Background technology
Transition metal phosphide is that a big class is entered the compound that metal lattice is formed, this kind of chemical combination by phosphorus atoms
Thing Heat stability is good, hardness are big, antioxidation and corrosion resistance strong, and show the highest Adsorption
Density.Research finds, transition metal phosphide has the hydroprocessing activity of excellence, and hydrogen-consuming volume is few, necessarily
Alternative precious metals pt in degree, arouses great concern in new catalytic material field.At present
In the transition metal phosphide studied, nickel phosphide shows more superior hydrogenation activity, is expected to become new
Generation oil refining hydrotreating catalyst.
Many scholars start to be devoted to the research of transition metal phosphide, find that the size of its particle diameter directly restricts
The height of catalysis activity, the phosphide of high dispersive is the active center of reaction.And traditional temperature programmed reduction
Method is easily reunited due to temperature required higher (600-800 DEG C), the phosphide particle of preparation, its specific surface area
Typically smaller than 10m2/g.Although and solvent-thermal method mild condition conventional recently, prepared phosphide particle is relatively
Little, have bigger specific surface area.But, solvent-thermal method is usually static treatment in crystallizing kettle, instead
A large amount of gas can be produced during Ying kettle is damaged.It addition, people also attempt being come by variety carrier
Dispersion phosphide, such as SiO2, molecular sieve, high surface area carbon etc..But due to phosphide and carrier function power relatively
Weak make dispersion effect not ideal enough.Therefore, it is necessary to find more cheap, easy method and suitably
Carrier prepares high dispersive, high activity phosphide catalyst.
Summary of the invention
The technical problem to be solved in the present invention is complicated, harsh for current transition metal phosphide preparation condition,
Cost is high, and particle agglomeration is serious, the problems such as support dispersion effect is not ideal enough, it is provided that a kind of synthetic method letter
List, mild condition, with low cost and can the support type nickel phosphide nanoparticle hydrogenation catalyst of high degree of dispersion
Method.
The technical solution adopted for the present invention to solve the technical problems is:
The present invention selects the mesoporous carbonitride of class graphite mould of high-ratio surface to be carrier, by low-temperature atmosphere-pressure solvent thermal
Method prepares loaded nano nickel phosphide, and the specific surface area of described mesoporous carbonitride is 435m2/g.Specifically according to
Following steps are carried out:
(1) weigh a certain amount of nickel source and mesoporous carbonitride joins in solvent, wherein nickel and the matter of carbonitride
Amount ratio is 1:20-1:6, is sufficiently stirred for;It is subsequently adding a certain amount of sodium dihydric hypophosphite, wherein the rubbing of phosphorus and nickel
That ratio is 2:1-5:1, stirs;
(2) by said mixture reflow treatment 5h in 150-200 DEG C of oil bath, naturally cool to after room temperature from
The heart separates, wash, be vacuum dried and i.e. obtain described catalyst.
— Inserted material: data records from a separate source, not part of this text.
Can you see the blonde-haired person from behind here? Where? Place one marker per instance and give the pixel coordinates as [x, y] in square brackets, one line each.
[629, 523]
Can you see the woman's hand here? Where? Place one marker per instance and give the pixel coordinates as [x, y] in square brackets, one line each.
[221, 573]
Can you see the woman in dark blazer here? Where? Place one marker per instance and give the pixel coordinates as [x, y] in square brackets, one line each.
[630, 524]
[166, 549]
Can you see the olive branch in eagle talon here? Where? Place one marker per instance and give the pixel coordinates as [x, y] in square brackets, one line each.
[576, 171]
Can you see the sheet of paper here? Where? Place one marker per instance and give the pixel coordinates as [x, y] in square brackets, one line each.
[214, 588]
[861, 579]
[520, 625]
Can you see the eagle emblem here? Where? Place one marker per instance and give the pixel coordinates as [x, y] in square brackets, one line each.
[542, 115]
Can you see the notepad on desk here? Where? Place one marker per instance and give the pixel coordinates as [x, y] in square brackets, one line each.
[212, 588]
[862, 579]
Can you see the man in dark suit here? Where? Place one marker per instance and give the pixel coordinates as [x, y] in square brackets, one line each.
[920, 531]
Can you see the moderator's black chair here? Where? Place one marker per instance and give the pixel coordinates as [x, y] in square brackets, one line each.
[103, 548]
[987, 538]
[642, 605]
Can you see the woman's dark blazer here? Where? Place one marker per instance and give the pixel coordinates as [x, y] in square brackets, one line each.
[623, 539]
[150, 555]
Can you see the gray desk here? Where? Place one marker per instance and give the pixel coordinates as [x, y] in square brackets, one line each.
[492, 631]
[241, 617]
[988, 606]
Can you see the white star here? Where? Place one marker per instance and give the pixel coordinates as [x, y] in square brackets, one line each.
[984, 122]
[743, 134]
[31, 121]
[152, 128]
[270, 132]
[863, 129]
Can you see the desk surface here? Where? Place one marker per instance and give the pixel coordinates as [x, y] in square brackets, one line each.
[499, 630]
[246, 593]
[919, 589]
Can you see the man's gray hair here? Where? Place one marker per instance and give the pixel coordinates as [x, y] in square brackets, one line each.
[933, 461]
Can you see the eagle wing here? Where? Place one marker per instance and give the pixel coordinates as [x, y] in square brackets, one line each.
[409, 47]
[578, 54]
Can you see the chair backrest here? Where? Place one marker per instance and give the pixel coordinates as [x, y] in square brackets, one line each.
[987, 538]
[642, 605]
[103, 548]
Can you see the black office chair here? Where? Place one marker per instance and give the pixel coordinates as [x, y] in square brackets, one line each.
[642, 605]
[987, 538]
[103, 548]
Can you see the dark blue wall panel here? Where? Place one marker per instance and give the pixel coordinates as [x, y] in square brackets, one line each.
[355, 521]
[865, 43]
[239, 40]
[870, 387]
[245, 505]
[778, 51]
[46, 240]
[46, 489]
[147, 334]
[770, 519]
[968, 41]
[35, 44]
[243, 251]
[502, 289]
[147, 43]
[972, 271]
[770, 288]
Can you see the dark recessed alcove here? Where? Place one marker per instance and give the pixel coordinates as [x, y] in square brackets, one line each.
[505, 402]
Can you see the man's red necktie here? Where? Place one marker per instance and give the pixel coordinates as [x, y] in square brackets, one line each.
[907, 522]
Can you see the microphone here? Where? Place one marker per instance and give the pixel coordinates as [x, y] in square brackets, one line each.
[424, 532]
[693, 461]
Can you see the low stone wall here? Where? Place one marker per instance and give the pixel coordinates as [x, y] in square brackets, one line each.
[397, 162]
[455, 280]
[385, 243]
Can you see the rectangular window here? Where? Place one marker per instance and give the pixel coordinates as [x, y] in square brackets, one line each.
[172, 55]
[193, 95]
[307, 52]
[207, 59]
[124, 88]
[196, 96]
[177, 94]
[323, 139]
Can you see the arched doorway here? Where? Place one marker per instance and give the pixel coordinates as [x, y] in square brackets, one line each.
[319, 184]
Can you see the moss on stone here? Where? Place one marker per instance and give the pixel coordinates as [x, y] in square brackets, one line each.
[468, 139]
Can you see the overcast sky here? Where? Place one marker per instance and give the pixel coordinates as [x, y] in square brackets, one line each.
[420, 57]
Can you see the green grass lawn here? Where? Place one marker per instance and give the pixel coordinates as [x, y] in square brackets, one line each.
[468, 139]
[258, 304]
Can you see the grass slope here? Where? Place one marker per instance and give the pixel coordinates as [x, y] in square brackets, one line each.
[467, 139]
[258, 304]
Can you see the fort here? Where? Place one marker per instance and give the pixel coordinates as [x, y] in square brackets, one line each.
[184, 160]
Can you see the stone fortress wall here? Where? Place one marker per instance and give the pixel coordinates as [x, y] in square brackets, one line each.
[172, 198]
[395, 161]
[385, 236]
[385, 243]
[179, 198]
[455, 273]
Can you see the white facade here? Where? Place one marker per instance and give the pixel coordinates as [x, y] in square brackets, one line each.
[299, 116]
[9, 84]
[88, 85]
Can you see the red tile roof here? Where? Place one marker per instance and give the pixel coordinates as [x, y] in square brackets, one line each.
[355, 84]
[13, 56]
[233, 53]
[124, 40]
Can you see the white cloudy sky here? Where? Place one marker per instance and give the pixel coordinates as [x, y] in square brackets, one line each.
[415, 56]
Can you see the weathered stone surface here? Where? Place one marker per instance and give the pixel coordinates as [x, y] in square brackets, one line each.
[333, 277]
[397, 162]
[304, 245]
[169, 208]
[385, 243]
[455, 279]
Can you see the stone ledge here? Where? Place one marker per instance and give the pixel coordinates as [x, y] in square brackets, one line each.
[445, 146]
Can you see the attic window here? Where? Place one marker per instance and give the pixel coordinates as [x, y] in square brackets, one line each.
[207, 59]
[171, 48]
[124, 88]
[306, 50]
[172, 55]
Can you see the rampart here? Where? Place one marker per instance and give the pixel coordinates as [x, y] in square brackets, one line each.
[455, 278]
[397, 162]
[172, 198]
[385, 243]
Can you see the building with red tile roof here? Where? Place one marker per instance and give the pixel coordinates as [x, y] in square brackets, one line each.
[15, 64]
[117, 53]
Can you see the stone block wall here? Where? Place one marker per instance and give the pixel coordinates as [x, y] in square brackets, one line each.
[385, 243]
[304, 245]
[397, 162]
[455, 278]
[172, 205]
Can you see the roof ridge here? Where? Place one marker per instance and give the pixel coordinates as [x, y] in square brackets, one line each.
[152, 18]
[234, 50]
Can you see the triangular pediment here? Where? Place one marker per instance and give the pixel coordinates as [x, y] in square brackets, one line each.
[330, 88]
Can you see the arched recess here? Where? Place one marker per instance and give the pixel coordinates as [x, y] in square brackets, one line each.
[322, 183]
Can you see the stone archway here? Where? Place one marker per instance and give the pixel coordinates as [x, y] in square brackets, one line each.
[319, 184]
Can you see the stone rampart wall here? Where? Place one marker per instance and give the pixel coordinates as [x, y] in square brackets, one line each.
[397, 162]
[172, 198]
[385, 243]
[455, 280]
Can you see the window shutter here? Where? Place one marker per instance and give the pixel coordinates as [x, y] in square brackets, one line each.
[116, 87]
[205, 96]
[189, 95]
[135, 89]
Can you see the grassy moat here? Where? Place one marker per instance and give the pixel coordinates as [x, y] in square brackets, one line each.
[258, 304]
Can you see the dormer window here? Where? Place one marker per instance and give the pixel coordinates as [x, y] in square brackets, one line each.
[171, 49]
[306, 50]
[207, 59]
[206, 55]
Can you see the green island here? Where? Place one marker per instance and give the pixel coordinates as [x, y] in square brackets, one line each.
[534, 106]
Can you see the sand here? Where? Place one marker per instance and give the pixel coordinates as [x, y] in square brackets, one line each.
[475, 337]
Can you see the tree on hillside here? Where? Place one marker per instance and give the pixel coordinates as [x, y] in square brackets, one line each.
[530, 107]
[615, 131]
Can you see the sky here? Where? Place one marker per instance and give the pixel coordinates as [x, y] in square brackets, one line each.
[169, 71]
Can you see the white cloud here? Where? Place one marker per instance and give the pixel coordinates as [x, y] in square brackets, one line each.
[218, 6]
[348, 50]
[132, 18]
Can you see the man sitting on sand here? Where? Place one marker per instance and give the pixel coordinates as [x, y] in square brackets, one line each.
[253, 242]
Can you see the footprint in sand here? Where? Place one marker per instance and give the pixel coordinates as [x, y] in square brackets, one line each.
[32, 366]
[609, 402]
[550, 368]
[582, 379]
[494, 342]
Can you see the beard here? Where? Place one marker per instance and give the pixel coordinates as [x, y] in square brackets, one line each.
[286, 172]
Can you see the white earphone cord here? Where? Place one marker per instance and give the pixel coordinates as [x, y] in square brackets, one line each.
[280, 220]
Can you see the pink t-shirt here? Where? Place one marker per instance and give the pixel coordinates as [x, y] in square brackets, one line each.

As limitation of the invention, nickel source of the present invention is Nickel dichloride., nickel acetate or nickel sulfate;Described
Solvent be ethylene glycol, propylene glycol or glycerol.
In the present invention, use low-temperature atmosphere-pressure solvent structure nano nickel phosphide, on the one hand avoid traditional
Higher temperature needed for temperature programmed reduction method and the rigors to heating schedule;On the other hand normal pressure
Method can be avoided producing a large amount of gas in enclosed system and reaction vessel is caused damage.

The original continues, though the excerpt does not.